Details
-
Type:
Story
-
Status: Won't Fix
-
Resolution: Done
-
Fix Version/s: None
-
Component/s: None
-
Team:Telescope and Site
-
Urgent?:No
Description
Currently the ESS CSCs and Controllers need to be restarted on a near-daily basis. For some unknown reason the connection between the two times out, causing the CSC to go into FAULT state. Possible causes are a clogged Controller or a glitch in the network. It happens more to the MTDome CSCs than the others. The CSC doesn't recover well from this and the only way to get it to connect to the Controller again is by setting it OFFLINE and starting it again. The Controller doesn't detect that the CSC has disconnected and needs to be restarted too.
The CSC usually simply logs "Read timed out" when this happens and occasionally "Fault! errorCode=2, errorReport='RPiDataClient(host=mtdome-rpi01.cp.lsst.org, port=5000) timed out waiting for data'".

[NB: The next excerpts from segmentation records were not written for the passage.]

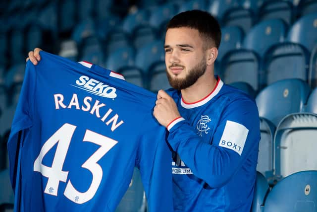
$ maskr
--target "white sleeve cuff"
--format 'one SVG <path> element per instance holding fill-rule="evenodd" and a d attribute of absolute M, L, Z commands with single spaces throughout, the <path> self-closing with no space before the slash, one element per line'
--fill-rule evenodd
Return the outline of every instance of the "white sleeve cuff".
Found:
<path fill-rule="evenodd" d="M 184 120 L 185 120 L 185 119 L 181 116 L 180 116 L 178 118 L 176 118 L 176 119 L 170 122 L 170 123 L 168 124 L 168 125 L 167 125 L 167 126 L 166 126 L 167 130 L 169 131 L 170 129 L 172 129 L 173 127 L 174 127 L 174 125 L 176 125 L 178 122 L 181 122 L 182 121 Z"/>

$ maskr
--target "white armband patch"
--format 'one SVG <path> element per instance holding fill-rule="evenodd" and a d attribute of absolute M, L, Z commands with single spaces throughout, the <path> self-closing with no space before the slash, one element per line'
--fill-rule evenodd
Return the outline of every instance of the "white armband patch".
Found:
<path fill-rule="evenodd" d="M 243 125 L 227 121 L 219 145 L 232 149 L 241 156 L 248 133 L 249 130 Z"/>

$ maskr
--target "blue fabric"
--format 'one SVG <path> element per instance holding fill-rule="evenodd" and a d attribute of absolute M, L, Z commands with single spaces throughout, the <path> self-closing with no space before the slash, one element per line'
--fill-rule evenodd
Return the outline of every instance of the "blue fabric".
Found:
<path fill-rule="evenodd" d="M 175 151 L 176 212 L 250 210 L 260 140 L 259 113 L 253 100 L 220 80 L 208 98 L 187 106 L 180 93 L 167 91 L 185 119 L 170 129 L 168 137 Z M 237 138 L 241 131 L 235 131 L 237 127 L 247 132 L 244 139 Z"/>
<path fill-rule="evenodd" d="M 97 66 L 41 56 L 27 63 L 8 142 L 15 211 L 114 211 L 136 166 L 150 211 L 172 211 L 156 95 Z"/>

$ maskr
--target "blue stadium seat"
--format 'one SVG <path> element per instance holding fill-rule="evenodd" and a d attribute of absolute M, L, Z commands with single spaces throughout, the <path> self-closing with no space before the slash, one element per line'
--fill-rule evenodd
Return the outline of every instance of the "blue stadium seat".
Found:
<path fill-rule="evenodd" d="M 241 5 L 227 10 L 221 21 L 224 26 L 239 26 L 246 34 L 256 22 L 256 18 L 252 10 Z"/>
<path fill-rule="evenodd" d="M 115 212 L 144 212 L 146 201 L 140 171 L 134 168 L 129 188 L 118 205 Z"/>
<path fill-rule="evenodd" d="M 251 85 L 247 82 L 236 82 L 230 83 L 229 85 L 242 90 L 253 98 L 256 97 L 256 91 Z"/>
<path fill-rule="evenodd" d="M 286 116 L 274 136 L 274 175 L 282 178 L 300 171 L 317 170 L 317 114 Z"/>
<path fill-rule="evenodd" d="M 230 26 L 221 28 L 221 42 L 218 51 L 217 61 L 220 63 L 222 57 L 228 51 L 239 49 L 244 36 L 243 31 L 238 26 Z"/>
<path fill-rule="evenodd" d="M 317 171 L 302 171 L 286 177 L 269 192 L 264 212 L 316 212 L 317 185 Z"/>
<path fill-rule="evenodd" d="M 234 6 L 238 6 L 238 0 L 213 0 L 211 1 L 208 11 L 218 20 L 221 20 L 225 12 Z"/>
<path fill-rule="evenodd" d="M 147 11 L 141 10 L 134 13 L 127 15 L 122 21 L 122 29 L 126 33 L 131 34 L 134 28 L 140 25 L 149 23 L 149 14 Z"/>
<path fill-rule="evenodd" d="M 9 174 L 8 169 L 0 170 L 0 205 L 14 202 Z"/>
<path fill-rule="evenodd" d="M 317 114 L 317 87 L 309 95 L 305 111 Z"/>
<path fill-rule="evenodd" d="M 260 116 L 277 126 L 286 115 L 301 111 L 310 92 L 308 84 L 300 79 L 284 79 L 273 83 L 257 96 Z"/>
<path fill-rule="evenodd" d="M 296 78 L 308 80 L 309 52 L 303 46 L 284 42 L 272 46 L 264 53 L 263 83 Z"/>
<path fill-rule="evenodd" d="M 308 82 L 313 88 L 317 87 L 317 44 L 311 54 Z"/>
<path fill-rule="evenodd" d="M 70 32 L 76 23 L 76 0 L 64 0 L 58 4 L 57 16 L 58 31 Z"/>
<path fill-rule="evenodd" d="M 178 10 L 178 12 L 193 9 L 204 10 L 206 8 L 206 1 L 204 0 L 191 0 L 182 4 Z"/>
<path fill-rule="evenodd" d="M 295 22 L 288 32 L 287 41 L 301 44 L 312 51 L 317 43 L 317 12 L 303 16 Z"/>
<path fill-rule="evenodd" d="M 134 51 L 132 47 L 115 50 L 107 58 L 106 68 L 120 72 L 122 69 L 134 65 Z"/>
<path fill-rule="evenodd" d="M 273 140 L 276 127 L 267 119 L 261 117 L 260 123 L 261 140 L 259 144 L 257 170 L 270 181 L 273 177 Z"/>
<path fill-rule="evenodd" d="M 265 177 L 260 172 L 257 172 L 257 178 L 254 187 L 254 195 L 250 212 L 260 212 L 264 205 L 265 198 L 269 187 Z"/>
<path fill-rule="evenodd" d="M 301 0 L 297 10 L 300 16 L 317 12 L 317 1 L 315 0 Z"/>
<path fill-rule="evenodd" d="M 87 19 L 76 24 L 72 34 L 72 38 L 79 44 L 85 38 L 96 34 L 94 20 Z"/>
<path fill-rule="evenodd" d="M 281 18 L 291 25 L 295 16 L 293 3 L 283 0 L 264 1 L 259 9 L 260 21 L 272 18 Z"/>
<path fill-rule="evenodd" d="M 270 46 L 284 41 L 286 30 L 287 26 L 282 19 L 262 21 L 252 27 L 246 35 L 243 47 L 255 51 L 262 57 Z"/>
<path fill-rule="evenodd" d="M 230 51 L 222 57 L 220 77 L 227 84 L 247 82 L 257 90 L 260 87 L 260 63 L 255 52 L 245 49 Z"/>

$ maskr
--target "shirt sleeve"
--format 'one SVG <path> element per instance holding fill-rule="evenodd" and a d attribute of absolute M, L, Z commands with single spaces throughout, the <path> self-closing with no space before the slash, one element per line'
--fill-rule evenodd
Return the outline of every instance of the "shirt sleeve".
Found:
<path fill-rule="evenodd" d="M 202 139 L 186 120 L 169 129 L 168 137 L 173 149 L 196 176 L 211 187 L 221 187 L 258 147 L 260 121 L 255 103 L 249 99 L 232 102 L 223 111 L 211 141 Z"/>
<path fill-rule="evenodd" d="M 143 122 L 137 166 L 149 211 L 172 212 L 171 151 L 166 141 L 166 129 L 151 116 Z"/>
<path fill-rule="evenodd" d="M 25 133 L 19 133 L 32 126 L 35 86 L 35 68 L 31 62 L 28 61 L 7 143 L 10 178 L 13 191 L 17 178 L 19 149 L 22 147 L 20 142 L 25 135 Z"/>

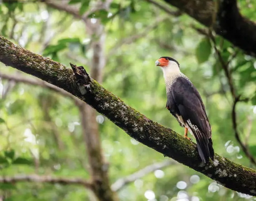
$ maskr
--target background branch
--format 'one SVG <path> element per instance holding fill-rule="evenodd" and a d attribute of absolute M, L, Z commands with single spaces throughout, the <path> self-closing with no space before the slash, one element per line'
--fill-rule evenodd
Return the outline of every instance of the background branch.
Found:
<path fill-rule="evenodd" d="M 143 177 L 156 170 L 162 169 L 175 163 L 174 161 L 166 161 L 161 163 L 157 163 L 149 165 L 146 167 L 123 178 L 118 179 L 111 185 L 112 191 L 117 191 L 125 185 L 134 181 L 136 179 Z"/>
<path fill-rule="evenodd" d="M 62 185 L 76 184 L 81 185 L 90 189 L 92 186 L 91 183 L 86 180 L 80 178 L 68 178 L 54 177 L 48 176 L 17 175 L 12 177 L 4 176 L 0 177 L 0 183 L 15 183 L 20 182 L 33 182 L 59 183 Z"/>
<path fill-rule="evenodd" d="M 151 3 L 152 1 L 147 0 Z M 217 10 L 215 5 L 216 2 L 212 0 L 165 0 L 165 1 L 206 27 L 212 27 L 218 34 L 248 54 L 256 55 L 256 35 L 254 34 L 256 32 L 256 23 L 241 15 L 236 0 L 221 1 L 222 3 L 218 5 Z"/>
<path fill-rule="evenodd" d="M 233 126 L 233 128 L 234 129 L 234 131 L 235 132 L 235 136 L 236 137 L 236 140 L 240 145 L 240 146 L 242 148 L 243 151 L 245 153 L 246 156 L 247 157 L 247 158 L 248 158 L 250 160 L 250 161 L 252 163 L 253 163 L 255 165 L 256 165 L 256 161 L 253 158 L 253 156 L 251 154 L 251 153 L 250 152 L 250 151 L 248 149 L 248 146 L 246 146 L 245 144 L 243 143 L 243 142 L 242 142 L 237 129 L 237 123 L 236 121 L 236 106 L 237 103 L 238 102 L 241 101 L 243 100 L 240 99 L 241 95 L 238 95 L 236 94 L 235 87 L 234 86 L 234 84 L 233 83 L 233 81 L 231 77 L 231 73 L 230 71 L 229 70 L 228 66 L 228 65 L 231 61 L 231 59 L 235 58 L 235 56 L 234 56 L 234 55 L 236 55 L 236 53 L 235 53 L 235 54 L 233 55 L 232 55 L 231 57 L 231 59 L 230 59 L 230 60 L 228 62 L 228 63 L 226 63 L 224 60 L 222 56 L 221 55 L 220 51 L 217 47 L 217 44 L 215 40 L 215 38 L 214 38 L 214 37 L 212 35 L 212 34 L 211 31 L 209 32 L 208 36 L 212 42 L 215 52 L 218 55 L 218 59 L 220 61 L 221 67 L 224 70 L 225 75 L 226 76 L 226 77 L 228 79 L 228 85 L 230 89 L 230 93 L 231 94 L 233 99 L 232 110 L 232 117 Z"/>

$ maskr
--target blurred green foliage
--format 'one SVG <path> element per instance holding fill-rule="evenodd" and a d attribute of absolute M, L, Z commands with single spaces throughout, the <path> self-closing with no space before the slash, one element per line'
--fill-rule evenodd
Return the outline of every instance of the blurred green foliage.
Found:
<path fill-rule="evenodd" d="M 33 52 L 67 66 L 69 62 L 83 65 L 90 72 L 86 61 L 92 58 L 87 49 L 92 39 L 84 23 L 43 3 L 21 1 L 0 1 L 0 34 Z M 242 13 L 256 19 L 256 3 L 238 1 Z M 78 6 L 82 15 L 93 3 L 71 0 L 69 3 Z M 191 26 L 200 25 L 185 15 L 171 16 L 141 0 L 115 0 L 110 9 L 110 12 L 100 10 L 88 16 L 101 20 L 106 33 L 103 86 L 150 119 L 182 134 L 183 128 L 165 109 L 164 82 L 161 69 L 154 65 L 161 56 L 175 58 L 202 97 L 212 127 L 215 151 L 236 163 L 252 166 L 235 138 L 232 99 L 218 57 L 208 39 Z M 148 30 L 160 18 L 163 20 Z M 134 36 L 132 42 L 116 45 L 131 36 Z M 219 36 L 216 40 L 226 62 L 236 54 L 230 65 L 236 90 L 250 100 L 237 106 L 238 129 L 243 141 L 247 140 L 256 158 L 256 60 Z M 108 54 L 111 51 L 113 53 Z M 0 71 L 18 73 L 2 64 Z M 0 80 L 0 94 L 5 95 L 0 99 L 1 176 L 36 173 L 89 178 L 79 112 L 72 100 L 45 88 L 4 80 Z M 111 183 L 165 160 L 159 153 L 131 139 L 107 119 L 97 115 Z M 35 163 L 37 160 L 38 165 Z M 124 187 L 118 192 L 120 200 L 149 200 L 146 198 L 152 193 L 148 190 L 155 196 L 151 200 L 159 201 L 253 199 L 180 164 L 162 171 Z M 185 186 L 181 181 L 185 182 Z M 7 198 L 6 201 L 90 200 L 87 191 L 82 186 L 29 182 L 1 184 L 0 195 Z"/>

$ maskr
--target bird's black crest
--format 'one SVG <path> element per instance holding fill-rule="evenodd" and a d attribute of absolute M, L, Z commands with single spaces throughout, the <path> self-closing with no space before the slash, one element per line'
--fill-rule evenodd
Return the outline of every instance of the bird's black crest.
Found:
<path fill-rule="evenodd" d="M 167 59 L 170 61 L 173 61 L 174 62 L 176 62 L 176 63 L 177 63 L 177 64 L 178 64 L 178 65 L 179 66 L 179 62 L 178 62 L 177 60 L 174 59 L 173 58 L 172 58 L 172 57 L 160 57 L 159 59 L 161 59 L 161 58 L 164 58 L 165 59 Z"/>

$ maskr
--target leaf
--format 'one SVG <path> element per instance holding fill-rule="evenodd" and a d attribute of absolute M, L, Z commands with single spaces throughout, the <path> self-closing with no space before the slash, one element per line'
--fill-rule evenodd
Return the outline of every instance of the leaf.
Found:
<path fill-rule="evenodd" d="M 0 156 L 0 164 L 7 164 L 8 163 L 8 161 L 5 157 Z"/>
<path fill-rule="evenodd" d="M 13 114 L 23 111 L 25 101 L 24 100 L 17 100 L 12 103 L 8 108 L 9 114 Z"/>
<path fill-rule="evenodd" d="M 3 183 L 0 184 L 0 189 L 15 189 L 15 186 L 10 183 Z"/>
<path fill-rule="evenodd" d="M 59 40 L 58 41 L 59 43 L 80 43 L 80 39 L 78 38 L 64 38 Z"/>
<path fill-rule="evenodd" d="M 15 152 L 13 149 L 11 149 L 10 151 L 5 151 L 5 156 L 7 157 L 13 159 L 14 158 L 14 155 L 15 155 Z"/>
<path fill-rule="evenodd" d="M 112 3 L 111 4 L 110 7 L 111 8 L 120 8 L 120 4 L 117 3 Z"/>
<path fill-rule="evenodd" d="M 48 55 L 57 53 L 59 51 L 64 50 L 67 48 L 65 43 L 61 43 L 56 45 L 48 45 L 44 50 L 43 53 L 43 55 Z"/>
<path fill-rule="evenodd" d="M 82 15 L 84 13 L 89 7 L 89 2 L 84 2 L 82 4 L 80 7 L 80 9 L 79 10 L 79 13 L 80 15 Z"/>
<path fill-rule="evenodd" d="M 103 24 L 105 24 L 110 20 L 110 18 L 108 18 L 108 13 L 105 10 L 100 10 L 91 13 L 88 15 L 88 18 L 100 18 L 101 20 L 101 22 Z"/>
<path fill-rule="evenodd" d="M 1 33 L 2 35 L 3 36 L 6 36 L 7 35 L 6 34 L 6 32 L 7 31 L 7 22 L 3 26 L 1 30 Z"/>
<path fill-rule="evenodd" d="M 81 0 L 71 0 L 69 2 L 69 4 L 74 4 L 75 3 L 80 3 Z"/>
<path fill-rule="evenodd" d="M 31 165 L 33 163 L 33 160 L 21 157 L 17 158 L 13 162 L 13 164 L 16 165 Z"/>
<path fill-rule="evenodd" d="M 4 123 L 5 122 L 5 121 L 0 117 L 0 123 Z"/>
<path fill-rule="evenodd" d="M 211 43 L 209 39 L 205 38 L 202 40 L 196 49 L 196 56 L 199 63 L 207 61 L 211 54 Z"/>
<path fill-rule="evenodd" d="M 18 8 L 20 12 L 23 11 L 23 4 L 22 3 L 18 3 Z"/>

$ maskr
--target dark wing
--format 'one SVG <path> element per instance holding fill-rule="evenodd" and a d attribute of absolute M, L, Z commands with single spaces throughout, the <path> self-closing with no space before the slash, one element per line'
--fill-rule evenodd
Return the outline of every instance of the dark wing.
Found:
<path fill-rule="evenodd" d="M 199 93 L 189 80 L 180 77 L 173 83 L 172 95 L 179 113 L 196 138 L 202 161 L 213 158 L 211 127 Z"/>

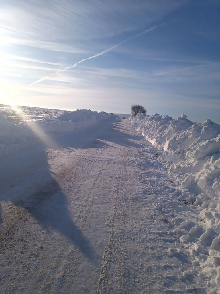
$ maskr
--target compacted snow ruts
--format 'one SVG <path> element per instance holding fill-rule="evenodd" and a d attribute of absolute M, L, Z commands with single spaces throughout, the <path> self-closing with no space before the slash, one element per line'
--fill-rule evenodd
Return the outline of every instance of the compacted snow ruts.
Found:
<path fill-rule="evenodd" d="M 128 121 L 55 143 L 2 160 L 1 293 L 206 293 L 158 203 L 158 151 Z"/>

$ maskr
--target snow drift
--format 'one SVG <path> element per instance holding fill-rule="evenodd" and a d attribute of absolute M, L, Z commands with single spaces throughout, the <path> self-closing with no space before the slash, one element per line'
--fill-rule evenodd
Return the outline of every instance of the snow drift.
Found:
<path fill-rule="evenodd" d="M 166 208 L 166 219 L 174 225 L 170 235 L 180 237 L 201 266 L 208 293 L 219 294 L 220 126 L 187 118 L 139 113 L 130 119 L 158 149 L 158 160 L 172 186 L 167 189 L 172 197 L 162 195 L 156 208 Z"/>
<path fill-rule="evenodd" d="M 64 132 L 76 132 L 101 121 L 119 117 L 90 110 L 66 111 L 63 114 L 37 122 L 25 121 L 15 125 L 0 115 L 0 156 L 8 155 L 45 138 Z"/>

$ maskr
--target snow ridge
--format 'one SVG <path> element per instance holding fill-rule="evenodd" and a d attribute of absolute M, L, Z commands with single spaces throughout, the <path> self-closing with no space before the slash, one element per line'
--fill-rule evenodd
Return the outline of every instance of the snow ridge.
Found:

This ticket is for trying to avoid letting to CSC go to FAULT state. A possible way would be to increase the time out value of the CSC. Another way would be to not let the CSC go into FAULT state immediately but to give it a number of retries before it does so. In order to make sure that the CSC can reconnect in case the Controller doesn't realize that the CSC has disconnected, perhaps some kind of handshake mechanism can be implemented where the CSC sends a certain ID string (perhaps as simple as "ESS:101") which would let the OneClientServer reconnect the client even if it thinks it already has connected.
I am open to discuss any of these ideas with you to work out the exact details.
I just noticed that the CSC doesn't disconnect when going to FAULT state. That may very well be the cause of the Controller not noticing that the CSC has disconnected because it never did.
EDIT: Connecting and disconnecting is handled by handle_summary_state and I am sure that also gets called when going to FAULT state.